What’s the value of a model like SALO compared to Corsi-type stats? Where does it come from?

A count or percentage stat is a *transformation of data* to state *what events happened* in the presence (or absence) of a given player, possibly adjusted for comparison of those outcomes to whole-league outcomes in the same game states (trailing, or on the power play, etc.).

SALO, by contrast, supposes each player has some (latent) * ability to make events happen*, and the data are used to

Intuitively, the latter is what we’d really like to talk about, at least much of the time. We are a community that skates to where the puck is going, not where it has been. We don’t just want to recount the game, but understand it. What did happen before isn’t necessarily what we expect to happen again – even in identical circumstances. Transformed data can only go so far in telling us about the latter topic.

What follows is an in-depth walkthrough of one method (SALO) for estimating ability in one aspect of the game (shots on goal). For technically inclined readers, the first and last sections may suffice.

SALO is a hierarchical Bayesian model with three parts:

- an ordered logit likelihood for net shots and net penalties each half-second due to on-ice skater ability and game state,
- a Gaussian prior for skater ability on the logit scale,
- and a beta-binomial relationship, with a logit link, between shot ability and games played.

The model is fit to multiple years of regular-season data with the No-U-Turn Sampler, a Hamiltonian Monte Carlo (HMC) algorithm.

Error measures are computed from the empirical distribution of the HMC draws. The draws are also used to construct the empirical posterior predictive distribution for propagating error estimates into model extensions.

Each skater’s ability estimate is translated to a shots-for percentage by taking the ratio of shots for to total shots predicted by the model at even strength with that player on ice alongside nine average icemates.

Projections are drawn from an aging curve created by regressing year-to-year ability change on age, using the fitted prior for a skater with 0 games played as the next-season ability for those who drop out each offseason.

Hyperparameters are estimated. Hyperpriors are not imposed.

Data transformations for player description (like adjusted CF%) are valuable, but don’t come with:

- Correction for icemates (teammates and opponents);
- Correction for sample size;
- Error bars (statements of the expected precision of each value).

Each of the above seems pretty desirable for quantitatively representing what we actually think about players’ abilities given the game data we have.

It’s clear, although non-trivial, how a player’s count stats might be adjusted for, say, the lead their team had when each shot event occurred: divide the count of events in each state (-1, +2, etc.) by the league-wide increase in frequency of the same event in that state compared to tied.

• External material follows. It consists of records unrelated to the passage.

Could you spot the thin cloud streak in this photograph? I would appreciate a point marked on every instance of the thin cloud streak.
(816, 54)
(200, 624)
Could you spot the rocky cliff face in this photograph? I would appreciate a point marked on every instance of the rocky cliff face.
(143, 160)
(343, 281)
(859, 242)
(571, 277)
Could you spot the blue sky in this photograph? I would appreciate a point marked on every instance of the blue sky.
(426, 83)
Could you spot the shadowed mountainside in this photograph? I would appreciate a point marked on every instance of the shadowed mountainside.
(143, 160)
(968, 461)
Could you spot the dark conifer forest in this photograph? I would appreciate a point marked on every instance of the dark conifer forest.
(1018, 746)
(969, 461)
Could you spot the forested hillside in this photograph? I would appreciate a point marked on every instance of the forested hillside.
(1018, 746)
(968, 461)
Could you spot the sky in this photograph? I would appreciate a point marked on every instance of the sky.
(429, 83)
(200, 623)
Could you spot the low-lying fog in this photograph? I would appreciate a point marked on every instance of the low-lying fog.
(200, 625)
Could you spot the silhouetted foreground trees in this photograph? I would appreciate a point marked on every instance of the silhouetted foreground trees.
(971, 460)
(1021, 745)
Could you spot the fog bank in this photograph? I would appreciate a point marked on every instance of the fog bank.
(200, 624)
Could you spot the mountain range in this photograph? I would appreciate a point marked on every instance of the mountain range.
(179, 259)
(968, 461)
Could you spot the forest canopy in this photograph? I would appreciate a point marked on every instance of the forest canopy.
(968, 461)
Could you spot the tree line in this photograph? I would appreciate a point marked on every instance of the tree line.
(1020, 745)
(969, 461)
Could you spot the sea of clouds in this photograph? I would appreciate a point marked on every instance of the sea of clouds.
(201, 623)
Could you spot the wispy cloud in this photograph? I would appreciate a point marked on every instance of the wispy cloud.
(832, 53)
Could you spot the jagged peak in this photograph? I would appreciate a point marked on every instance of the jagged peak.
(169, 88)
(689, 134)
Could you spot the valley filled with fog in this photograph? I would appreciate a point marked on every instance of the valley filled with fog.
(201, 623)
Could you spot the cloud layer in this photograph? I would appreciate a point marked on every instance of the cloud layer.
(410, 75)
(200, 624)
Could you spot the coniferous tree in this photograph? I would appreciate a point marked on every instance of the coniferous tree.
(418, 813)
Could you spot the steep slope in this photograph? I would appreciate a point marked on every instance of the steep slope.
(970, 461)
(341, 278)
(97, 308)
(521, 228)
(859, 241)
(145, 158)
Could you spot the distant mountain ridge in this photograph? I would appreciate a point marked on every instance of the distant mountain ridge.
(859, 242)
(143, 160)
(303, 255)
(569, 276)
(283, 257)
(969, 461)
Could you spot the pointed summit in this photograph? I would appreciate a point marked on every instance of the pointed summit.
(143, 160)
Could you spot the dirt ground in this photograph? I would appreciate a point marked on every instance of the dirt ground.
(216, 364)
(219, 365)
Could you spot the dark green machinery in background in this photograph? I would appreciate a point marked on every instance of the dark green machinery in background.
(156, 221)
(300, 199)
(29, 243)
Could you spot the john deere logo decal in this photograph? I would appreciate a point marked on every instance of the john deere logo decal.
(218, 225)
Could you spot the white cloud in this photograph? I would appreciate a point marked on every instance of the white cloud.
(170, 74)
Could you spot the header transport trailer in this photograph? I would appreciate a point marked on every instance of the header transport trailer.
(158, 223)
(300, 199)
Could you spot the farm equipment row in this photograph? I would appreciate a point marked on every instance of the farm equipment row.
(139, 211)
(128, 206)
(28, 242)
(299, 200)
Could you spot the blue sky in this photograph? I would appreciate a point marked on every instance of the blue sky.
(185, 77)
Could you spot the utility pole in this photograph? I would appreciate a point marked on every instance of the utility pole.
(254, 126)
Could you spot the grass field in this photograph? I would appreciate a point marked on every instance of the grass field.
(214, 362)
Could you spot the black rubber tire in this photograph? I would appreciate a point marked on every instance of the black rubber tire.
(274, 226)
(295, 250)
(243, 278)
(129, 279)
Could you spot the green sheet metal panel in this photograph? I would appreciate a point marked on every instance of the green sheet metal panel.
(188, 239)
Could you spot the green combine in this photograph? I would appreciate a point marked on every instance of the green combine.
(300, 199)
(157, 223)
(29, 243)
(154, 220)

This technique cannot readily be extended, though, to take the effect of *icemates* out of the stats for any given player. The required corrective factor – the frequency of any event with a given icemate – is the thing being calculated in the first place.

Instead of creating an adjusted count via weighting by multiple frequencies that are themselves unadjusted, we’d like to have a method that tries to figure out all players’ shot (penalty) contributions *simultaneously*.

We can do so via an explicit expression for the *likelihood* that a shot for or against (penalty drawn or taken) occurs at any time, given the ability levels of all the players on ice, which we can plug the actual data into.

A 60% Corsi For number for a player who’s seen 1000 5v5 Corsi events gives us more confidence they’ll prove above average in the future at driving net shot generation than one derived from just 10 events. Regression to the mean is a qualitatively well-accepted part of player assessment.

Quantitatively, however, is another story. Just how far toward the mean do we expect future results to regress for that thousand-event player? What about for the ten-event one?

This second feature becomes part of the model when we add to the likelihood a *prior*, an expression for what we believe about the overall probability of a parameter taking a given value, independent of the data.

The prior, the defining feature of a Bayesian model, lets the model responsibly *share information across players*, balancing league-wide and individual data to appropriately shrink each estimate away from extremes.

It’s not sufficient to put a best guess at a player’s ability out there by itself. It’s important to state as well how precise we think that guess is.

A transformation of the data from a whole population – such as from all the gameplay that happened – doesn’t have an associated variance. From the data we have we know exactly what happened in the data we have. Yet we still have only a finite amount of information about each player’s capacity to cause events on ice. The task is to understand abilities; how do we quantify the uncertainty remaining in our understanding given the data?

Fitting a statistical model means applying an *algorithm* to choose the best estimates of its parameters – those that yield the highest joint probability for the observed data (the likelihood) and for the parameters themselves (the prior).

Most choices of a model and an algorithm also provide handy error bars for each estimate, simply by examining how that joint probability decreases as each parameter value is varied from the optimal estimate. Monte Carlo algorithms, including the one used here, go further and provide that estimated error in a form that is easy to reuse and incorporate into subsequent calculations done with the estimates found.

The first part of the model, the *likelihood*, is the equation mapping the ability levels (to be estimated by plugging in the data) for each skater on ice at a given time to the probability of a shot (penalty) for either team.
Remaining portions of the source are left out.